You either have to manually put the \0 in as CB showed, or declare it as a string

char myString[] = "Hello";

or a pointer to a string

char *myString = "Hello";

You have control characters so that makes it harder. If they are standard escapable chars you can embed them in the string, if not doing what you're doing is probably the best way.

Remember C is only one step up from assembler, that's it's power, but you don't get as big a safety net as you may be used to.


Rob

Yeah I get your point. I'm pretty new to C and didn't think the functions work in this fashion, assuming the terminating char was implicit.
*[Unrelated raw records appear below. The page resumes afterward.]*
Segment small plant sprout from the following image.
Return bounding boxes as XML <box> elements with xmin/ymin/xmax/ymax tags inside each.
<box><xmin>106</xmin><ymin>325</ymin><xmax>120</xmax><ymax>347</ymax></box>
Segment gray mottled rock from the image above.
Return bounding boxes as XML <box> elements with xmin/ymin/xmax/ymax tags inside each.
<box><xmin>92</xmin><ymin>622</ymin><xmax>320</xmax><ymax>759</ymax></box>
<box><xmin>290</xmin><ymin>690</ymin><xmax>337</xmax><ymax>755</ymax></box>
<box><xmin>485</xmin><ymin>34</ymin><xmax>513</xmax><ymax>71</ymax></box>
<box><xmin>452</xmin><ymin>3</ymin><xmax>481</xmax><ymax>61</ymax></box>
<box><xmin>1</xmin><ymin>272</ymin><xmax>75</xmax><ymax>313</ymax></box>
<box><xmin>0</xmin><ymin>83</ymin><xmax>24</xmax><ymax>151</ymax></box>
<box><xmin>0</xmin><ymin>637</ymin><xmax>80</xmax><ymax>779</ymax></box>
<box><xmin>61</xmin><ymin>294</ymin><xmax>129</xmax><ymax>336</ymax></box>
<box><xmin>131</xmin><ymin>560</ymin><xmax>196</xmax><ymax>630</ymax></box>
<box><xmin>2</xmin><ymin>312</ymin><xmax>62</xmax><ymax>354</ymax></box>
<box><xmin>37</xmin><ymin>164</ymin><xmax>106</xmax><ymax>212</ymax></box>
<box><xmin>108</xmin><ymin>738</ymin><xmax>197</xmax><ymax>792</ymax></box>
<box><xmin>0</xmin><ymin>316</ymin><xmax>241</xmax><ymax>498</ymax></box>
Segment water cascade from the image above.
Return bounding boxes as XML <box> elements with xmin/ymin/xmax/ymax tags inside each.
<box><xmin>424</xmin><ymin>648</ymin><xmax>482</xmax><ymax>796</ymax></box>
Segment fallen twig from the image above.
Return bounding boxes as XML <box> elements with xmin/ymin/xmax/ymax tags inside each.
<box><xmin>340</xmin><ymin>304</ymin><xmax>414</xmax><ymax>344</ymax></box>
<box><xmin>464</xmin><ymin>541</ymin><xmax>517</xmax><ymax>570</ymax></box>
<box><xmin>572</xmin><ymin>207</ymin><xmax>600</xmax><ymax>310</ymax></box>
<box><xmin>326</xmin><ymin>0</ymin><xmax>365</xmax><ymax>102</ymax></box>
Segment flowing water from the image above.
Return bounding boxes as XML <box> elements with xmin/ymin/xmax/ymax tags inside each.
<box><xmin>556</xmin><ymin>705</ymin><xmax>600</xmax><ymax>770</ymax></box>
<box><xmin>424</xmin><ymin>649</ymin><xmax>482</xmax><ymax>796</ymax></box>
My chars are not standard escape chars, they are numbered commands for a chip it talks to serially. So this is the way I have to do things, however with this knowledge about how the functions work I can use it to my advantage when wanting to build the message to send to the chip.

Cheers.

If your chip could validly expect a null char, you shouldn't be passing a string, you should be passing a length and an array. Strings are human readable, commands to a chip are raw binary (at least that's my abstract take on such things).

MarkT:
If your chip could validly expect a null char, you shouldn't be passing a string, you should be passing a length and an array. Strings are human readable, commands to a chip are raw binary (at least that's my abstract take on such things).

yeah i only pass in the array. It uses the soft serial class and just calls the print function and passes the char array. However the strings are a useful tool to concat the char arrays together?